Further, once successful localization and positioning is controlled for, it would seem reasonable to suggest that the remaining variable in a non-diagnostic sample is appropriate tool selection. This is also likely dependent on catheter’s apposition to the lesion and how it changes after each biopsy sample is obtained. Thus, the decision regarding appropriate tool selection requires continuous real time re-assessment with combination of static and dynamic diagnostic modalities such as r-EBUS, CBCT and ENB.
In our series, the combination of dynamic and static mapping and the use of TBAT allows safe and effective positioning of the biopsy tool regardless of the presence of an airway and with the potential concomitant benefit of improving yield and negative predictive value. The combination of these modalities may be an attractive option for patients who are poor surgical candidate and have peripheral lung lesions that are difficult to access with trans-thoracic needle aspiration (difficult angle of approach, depth of location, underlying emphysema). Additionally, in some circumstances, it can provide an option of one procedure that allows for not only diagnosis, but also for mediastinal staging with EBUS and placement of fiducial markers into difficult to reach lesions.

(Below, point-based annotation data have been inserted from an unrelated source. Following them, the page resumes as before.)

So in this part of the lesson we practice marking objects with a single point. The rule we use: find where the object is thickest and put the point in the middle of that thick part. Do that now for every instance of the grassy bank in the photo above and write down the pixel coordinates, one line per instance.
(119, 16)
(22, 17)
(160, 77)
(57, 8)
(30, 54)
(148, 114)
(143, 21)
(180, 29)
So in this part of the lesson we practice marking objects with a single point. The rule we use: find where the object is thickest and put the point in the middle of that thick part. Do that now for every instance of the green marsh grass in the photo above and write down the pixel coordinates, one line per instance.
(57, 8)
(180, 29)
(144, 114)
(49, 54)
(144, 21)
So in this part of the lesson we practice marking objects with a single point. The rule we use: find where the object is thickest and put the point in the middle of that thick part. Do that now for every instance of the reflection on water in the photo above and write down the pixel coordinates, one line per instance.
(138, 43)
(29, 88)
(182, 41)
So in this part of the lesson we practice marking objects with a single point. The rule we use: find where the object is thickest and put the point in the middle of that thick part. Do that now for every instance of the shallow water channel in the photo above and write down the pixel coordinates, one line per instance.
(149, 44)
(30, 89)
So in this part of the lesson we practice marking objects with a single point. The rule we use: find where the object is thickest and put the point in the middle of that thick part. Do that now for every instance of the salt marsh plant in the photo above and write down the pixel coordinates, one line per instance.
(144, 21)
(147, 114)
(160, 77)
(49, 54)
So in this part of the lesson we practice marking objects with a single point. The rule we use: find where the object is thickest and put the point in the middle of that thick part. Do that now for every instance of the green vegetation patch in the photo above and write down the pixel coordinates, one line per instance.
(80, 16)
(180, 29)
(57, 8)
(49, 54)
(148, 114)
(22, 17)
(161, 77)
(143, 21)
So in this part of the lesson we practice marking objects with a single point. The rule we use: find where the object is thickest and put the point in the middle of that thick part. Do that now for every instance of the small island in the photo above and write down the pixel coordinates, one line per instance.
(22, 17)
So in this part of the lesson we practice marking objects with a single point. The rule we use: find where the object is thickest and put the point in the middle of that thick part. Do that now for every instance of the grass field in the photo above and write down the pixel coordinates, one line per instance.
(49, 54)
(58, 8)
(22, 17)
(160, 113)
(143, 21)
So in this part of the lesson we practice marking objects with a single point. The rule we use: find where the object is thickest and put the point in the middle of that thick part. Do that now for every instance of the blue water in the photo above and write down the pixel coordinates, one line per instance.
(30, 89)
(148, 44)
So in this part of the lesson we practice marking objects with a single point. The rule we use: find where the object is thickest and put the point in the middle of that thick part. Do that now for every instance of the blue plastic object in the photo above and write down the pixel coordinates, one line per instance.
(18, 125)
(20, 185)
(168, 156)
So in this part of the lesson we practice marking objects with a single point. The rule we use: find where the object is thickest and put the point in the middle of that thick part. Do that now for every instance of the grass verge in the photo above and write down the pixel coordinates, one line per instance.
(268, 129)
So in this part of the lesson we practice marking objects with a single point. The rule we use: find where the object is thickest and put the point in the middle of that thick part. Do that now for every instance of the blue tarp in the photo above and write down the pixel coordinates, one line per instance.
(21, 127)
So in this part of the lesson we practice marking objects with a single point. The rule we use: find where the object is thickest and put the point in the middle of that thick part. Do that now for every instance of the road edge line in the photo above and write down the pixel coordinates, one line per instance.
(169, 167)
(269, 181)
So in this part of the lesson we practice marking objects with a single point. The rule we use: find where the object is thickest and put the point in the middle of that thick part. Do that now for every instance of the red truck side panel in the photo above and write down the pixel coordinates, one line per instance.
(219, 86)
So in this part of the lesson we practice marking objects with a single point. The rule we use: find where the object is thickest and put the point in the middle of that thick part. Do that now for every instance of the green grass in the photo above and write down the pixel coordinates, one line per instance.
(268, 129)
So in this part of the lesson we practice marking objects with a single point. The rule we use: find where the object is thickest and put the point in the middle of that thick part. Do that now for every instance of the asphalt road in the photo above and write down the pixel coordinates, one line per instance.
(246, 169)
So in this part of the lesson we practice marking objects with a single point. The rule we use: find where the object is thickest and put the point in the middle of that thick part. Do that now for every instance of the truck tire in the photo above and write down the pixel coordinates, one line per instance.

Further study to confirm these approaches and demonstrate true diagnostic yield will be necessary as these tools become increasingly part of bronchoscopy.
Conﬂict of Interest: William Krimsky: (I) Part-time employee, Medtronic; (II) Gala Therapeutics, consultant with options; (III) Innovital Systems, consultant with options; (IV) Peytant Solutions, consultant with options; (V) CSA medical. The other authors have no conflicts of interest to declare.
Ethical Statement: Permission to access this information was approved by the MedStar Health Research Institute Institutional Review Board (MHRIRB 2016-189).